The corporate sector is also recognizing that ending plastic pollution, and nature and climate action are inseparable. You cannot address one without the other. Companies that once viewed environmental initiatives as separate workstreams are now building integrated strategies that address emissions, biodiversity, water, and waste simultaneously.

© Ikea
The Power of Implementation
If there was a theme that echoed throughout the week, it was this: implementation is everything. The world needs commitments turned into measurable impact.
What gives me hope is seeing the infrastructure for implementation finally taking shape. New coalitions are forming not just to set standards, but to share practical tools and learnings. Companies are learning more from their failures, not just their successes, creating space for collective problem-solving. Financial institutions are developing mechanisms to channel capital toward solutions at the speed and scale required.

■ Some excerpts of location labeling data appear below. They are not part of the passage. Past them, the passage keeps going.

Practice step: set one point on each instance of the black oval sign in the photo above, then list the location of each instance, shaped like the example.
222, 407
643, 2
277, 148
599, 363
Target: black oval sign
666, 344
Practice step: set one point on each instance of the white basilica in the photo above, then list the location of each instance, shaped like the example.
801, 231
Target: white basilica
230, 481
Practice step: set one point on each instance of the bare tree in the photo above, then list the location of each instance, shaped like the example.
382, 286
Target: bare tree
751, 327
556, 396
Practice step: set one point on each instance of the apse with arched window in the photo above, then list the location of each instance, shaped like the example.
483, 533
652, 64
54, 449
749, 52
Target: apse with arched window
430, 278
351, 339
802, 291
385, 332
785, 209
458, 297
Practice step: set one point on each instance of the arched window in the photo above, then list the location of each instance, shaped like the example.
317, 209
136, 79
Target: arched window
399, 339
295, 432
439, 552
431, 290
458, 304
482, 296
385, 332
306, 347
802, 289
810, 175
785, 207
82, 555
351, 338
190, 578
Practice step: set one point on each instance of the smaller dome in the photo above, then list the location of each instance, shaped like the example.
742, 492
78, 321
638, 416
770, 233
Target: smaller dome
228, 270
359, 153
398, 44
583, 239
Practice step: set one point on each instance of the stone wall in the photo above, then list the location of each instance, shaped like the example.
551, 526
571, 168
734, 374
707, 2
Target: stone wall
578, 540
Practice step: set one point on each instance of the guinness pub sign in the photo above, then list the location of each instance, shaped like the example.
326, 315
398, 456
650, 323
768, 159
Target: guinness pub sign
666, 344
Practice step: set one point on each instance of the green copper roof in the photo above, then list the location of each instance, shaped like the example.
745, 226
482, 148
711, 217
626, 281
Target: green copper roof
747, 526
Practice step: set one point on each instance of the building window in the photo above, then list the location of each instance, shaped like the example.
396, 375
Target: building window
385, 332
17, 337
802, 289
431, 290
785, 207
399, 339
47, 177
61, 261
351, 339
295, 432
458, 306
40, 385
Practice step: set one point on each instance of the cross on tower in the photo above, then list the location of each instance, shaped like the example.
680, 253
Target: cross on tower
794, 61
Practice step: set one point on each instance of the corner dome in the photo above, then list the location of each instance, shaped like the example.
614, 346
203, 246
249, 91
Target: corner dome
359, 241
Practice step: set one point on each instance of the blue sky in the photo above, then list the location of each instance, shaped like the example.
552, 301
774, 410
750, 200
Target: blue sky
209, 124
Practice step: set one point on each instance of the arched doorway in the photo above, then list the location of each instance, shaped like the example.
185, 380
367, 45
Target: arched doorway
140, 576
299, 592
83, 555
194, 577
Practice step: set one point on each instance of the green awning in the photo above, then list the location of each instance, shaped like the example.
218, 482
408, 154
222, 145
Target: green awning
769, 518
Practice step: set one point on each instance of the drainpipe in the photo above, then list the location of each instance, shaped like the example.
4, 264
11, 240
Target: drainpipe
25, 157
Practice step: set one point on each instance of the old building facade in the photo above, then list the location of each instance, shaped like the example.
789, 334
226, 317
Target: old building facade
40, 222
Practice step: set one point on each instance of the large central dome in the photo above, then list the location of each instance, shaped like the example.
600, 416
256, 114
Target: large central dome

The power of implementation lies in its ability to create momentum. Each successful project becomes a blueprint. Each challenge overcome removes a barrier for the next company. This is how we move from isolated initiatives to systemic change.
Moving Forward Together
But companies cannot drive the systems change needed on their own. Policy action is essential—including national extended producer responsibility frameworks and a strong, legally binding global treaty—to level the playing field and enable transformation at scale.
Solutions like scaling reuse, improving collection and recycling infrastructure, and reducing leakage in high-risk geographies require stakeholders across the entire plastic value chain to collaborate, advocate, and invest beyond their own operations. No single actor can solve this alone – which is why we created the Blueprint for Credible Action on Plastic Pollution to help guide companies on their implementation journey.

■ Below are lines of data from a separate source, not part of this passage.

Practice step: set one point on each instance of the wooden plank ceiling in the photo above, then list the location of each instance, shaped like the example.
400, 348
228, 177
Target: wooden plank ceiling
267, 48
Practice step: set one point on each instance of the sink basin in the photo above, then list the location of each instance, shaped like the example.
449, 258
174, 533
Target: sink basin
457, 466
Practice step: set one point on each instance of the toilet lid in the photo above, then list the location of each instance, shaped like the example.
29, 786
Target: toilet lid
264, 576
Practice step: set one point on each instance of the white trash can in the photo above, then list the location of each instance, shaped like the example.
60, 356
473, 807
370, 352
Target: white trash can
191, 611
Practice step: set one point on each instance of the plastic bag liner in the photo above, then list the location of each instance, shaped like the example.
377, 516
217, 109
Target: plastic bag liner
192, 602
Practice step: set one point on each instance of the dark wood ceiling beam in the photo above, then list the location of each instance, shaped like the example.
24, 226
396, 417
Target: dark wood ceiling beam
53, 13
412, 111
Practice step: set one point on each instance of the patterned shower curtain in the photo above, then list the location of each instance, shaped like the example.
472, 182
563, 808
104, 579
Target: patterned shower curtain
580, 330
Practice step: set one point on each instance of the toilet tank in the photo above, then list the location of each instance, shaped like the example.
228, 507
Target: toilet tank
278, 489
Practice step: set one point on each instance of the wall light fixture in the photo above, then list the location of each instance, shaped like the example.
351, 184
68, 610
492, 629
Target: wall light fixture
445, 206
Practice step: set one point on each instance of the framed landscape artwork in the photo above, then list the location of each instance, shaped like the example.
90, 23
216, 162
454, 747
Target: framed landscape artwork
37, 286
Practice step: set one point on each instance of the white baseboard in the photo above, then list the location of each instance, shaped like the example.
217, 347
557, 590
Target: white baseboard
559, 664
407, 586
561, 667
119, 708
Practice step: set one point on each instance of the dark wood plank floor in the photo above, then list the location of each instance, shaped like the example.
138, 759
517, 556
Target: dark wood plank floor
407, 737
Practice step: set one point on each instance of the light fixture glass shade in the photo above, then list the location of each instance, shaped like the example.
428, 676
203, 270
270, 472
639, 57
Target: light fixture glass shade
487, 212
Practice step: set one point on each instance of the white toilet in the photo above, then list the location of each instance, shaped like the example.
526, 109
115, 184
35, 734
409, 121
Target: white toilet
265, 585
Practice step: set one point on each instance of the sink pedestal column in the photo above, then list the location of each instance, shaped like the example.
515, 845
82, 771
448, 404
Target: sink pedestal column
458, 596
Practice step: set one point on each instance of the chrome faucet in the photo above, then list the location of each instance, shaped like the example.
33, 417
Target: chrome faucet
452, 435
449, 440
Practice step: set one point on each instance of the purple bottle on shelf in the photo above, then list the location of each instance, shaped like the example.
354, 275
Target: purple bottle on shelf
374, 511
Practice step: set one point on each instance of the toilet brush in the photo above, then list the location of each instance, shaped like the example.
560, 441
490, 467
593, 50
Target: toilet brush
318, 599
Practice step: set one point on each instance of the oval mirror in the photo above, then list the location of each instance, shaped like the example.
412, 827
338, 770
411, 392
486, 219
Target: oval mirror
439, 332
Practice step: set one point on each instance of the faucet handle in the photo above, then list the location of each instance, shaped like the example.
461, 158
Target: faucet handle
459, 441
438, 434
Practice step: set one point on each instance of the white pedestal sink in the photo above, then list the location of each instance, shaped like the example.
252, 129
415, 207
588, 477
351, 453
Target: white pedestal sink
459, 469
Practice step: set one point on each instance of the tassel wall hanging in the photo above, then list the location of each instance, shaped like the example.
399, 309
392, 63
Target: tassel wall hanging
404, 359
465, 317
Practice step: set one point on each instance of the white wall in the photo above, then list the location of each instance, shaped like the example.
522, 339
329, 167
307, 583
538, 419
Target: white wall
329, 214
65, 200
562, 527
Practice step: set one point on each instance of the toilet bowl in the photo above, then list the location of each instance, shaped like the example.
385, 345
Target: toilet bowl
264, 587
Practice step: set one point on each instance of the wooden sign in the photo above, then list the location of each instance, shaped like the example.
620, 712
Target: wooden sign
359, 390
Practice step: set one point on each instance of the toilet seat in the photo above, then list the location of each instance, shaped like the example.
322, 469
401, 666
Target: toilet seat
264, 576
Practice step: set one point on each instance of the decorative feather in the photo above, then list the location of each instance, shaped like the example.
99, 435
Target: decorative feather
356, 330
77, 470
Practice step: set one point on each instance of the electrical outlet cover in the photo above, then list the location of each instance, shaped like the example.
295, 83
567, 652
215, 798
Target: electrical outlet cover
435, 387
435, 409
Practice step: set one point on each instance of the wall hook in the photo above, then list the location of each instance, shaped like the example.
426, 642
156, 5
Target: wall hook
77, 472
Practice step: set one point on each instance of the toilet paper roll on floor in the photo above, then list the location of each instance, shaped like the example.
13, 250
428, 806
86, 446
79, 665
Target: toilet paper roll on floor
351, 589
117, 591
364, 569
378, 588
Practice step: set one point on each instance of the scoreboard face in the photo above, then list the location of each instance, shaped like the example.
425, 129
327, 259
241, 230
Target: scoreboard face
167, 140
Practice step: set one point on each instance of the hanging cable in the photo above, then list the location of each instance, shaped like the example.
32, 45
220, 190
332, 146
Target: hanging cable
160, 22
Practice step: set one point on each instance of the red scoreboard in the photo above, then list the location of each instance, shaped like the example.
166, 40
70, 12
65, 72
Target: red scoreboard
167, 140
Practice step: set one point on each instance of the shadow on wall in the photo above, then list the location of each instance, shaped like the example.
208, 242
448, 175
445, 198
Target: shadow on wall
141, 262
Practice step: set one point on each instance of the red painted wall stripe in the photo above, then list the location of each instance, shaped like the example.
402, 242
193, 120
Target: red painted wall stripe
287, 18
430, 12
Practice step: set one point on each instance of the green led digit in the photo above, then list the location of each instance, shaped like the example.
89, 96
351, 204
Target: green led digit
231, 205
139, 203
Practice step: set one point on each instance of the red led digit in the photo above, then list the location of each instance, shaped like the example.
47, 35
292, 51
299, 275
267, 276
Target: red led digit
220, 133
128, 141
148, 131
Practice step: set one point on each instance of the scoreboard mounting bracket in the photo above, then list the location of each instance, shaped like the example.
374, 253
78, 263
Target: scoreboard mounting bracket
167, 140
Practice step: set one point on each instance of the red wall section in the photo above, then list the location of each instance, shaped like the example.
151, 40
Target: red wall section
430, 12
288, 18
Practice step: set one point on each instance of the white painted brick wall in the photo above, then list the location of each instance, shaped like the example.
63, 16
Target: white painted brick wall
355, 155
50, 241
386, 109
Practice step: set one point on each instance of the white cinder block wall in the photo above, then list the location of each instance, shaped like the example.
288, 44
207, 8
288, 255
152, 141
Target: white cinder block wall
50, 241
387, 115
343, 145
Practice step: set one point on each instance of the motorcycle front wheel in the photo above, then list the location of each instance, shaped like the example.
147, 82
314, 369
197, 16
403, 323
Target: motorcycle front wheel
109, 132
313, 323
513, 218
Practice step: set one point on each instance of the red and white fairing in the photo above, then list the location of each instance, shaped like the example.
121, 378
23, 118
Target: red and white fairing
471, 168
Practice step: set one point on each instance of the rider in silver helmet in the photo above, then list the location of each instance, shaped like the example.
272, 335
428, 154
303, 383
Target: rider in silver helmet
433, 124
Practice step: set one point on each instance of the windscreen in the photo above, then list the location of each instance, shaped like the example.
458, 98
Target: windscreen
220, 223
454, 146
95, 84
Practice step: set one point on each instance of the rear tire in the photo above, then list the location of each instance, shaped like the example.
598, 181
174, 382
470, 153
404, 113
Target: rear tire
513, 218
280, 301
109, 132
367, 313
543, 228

That’s also why we’ve relaunched ReSource, where we take a collaborative, multi-stakeholder approach to helping companies act, advocate, and invest towards the systems change we know we need to tackle the plastic pollution crisis.
Climate Week reminded me of why this work matters and why collaboration is non-negotiable. No single organization, government, or company can solve these challenges alone. But together, with a focus on real implementation and accountability, we can create the transformation our planet desperately needs.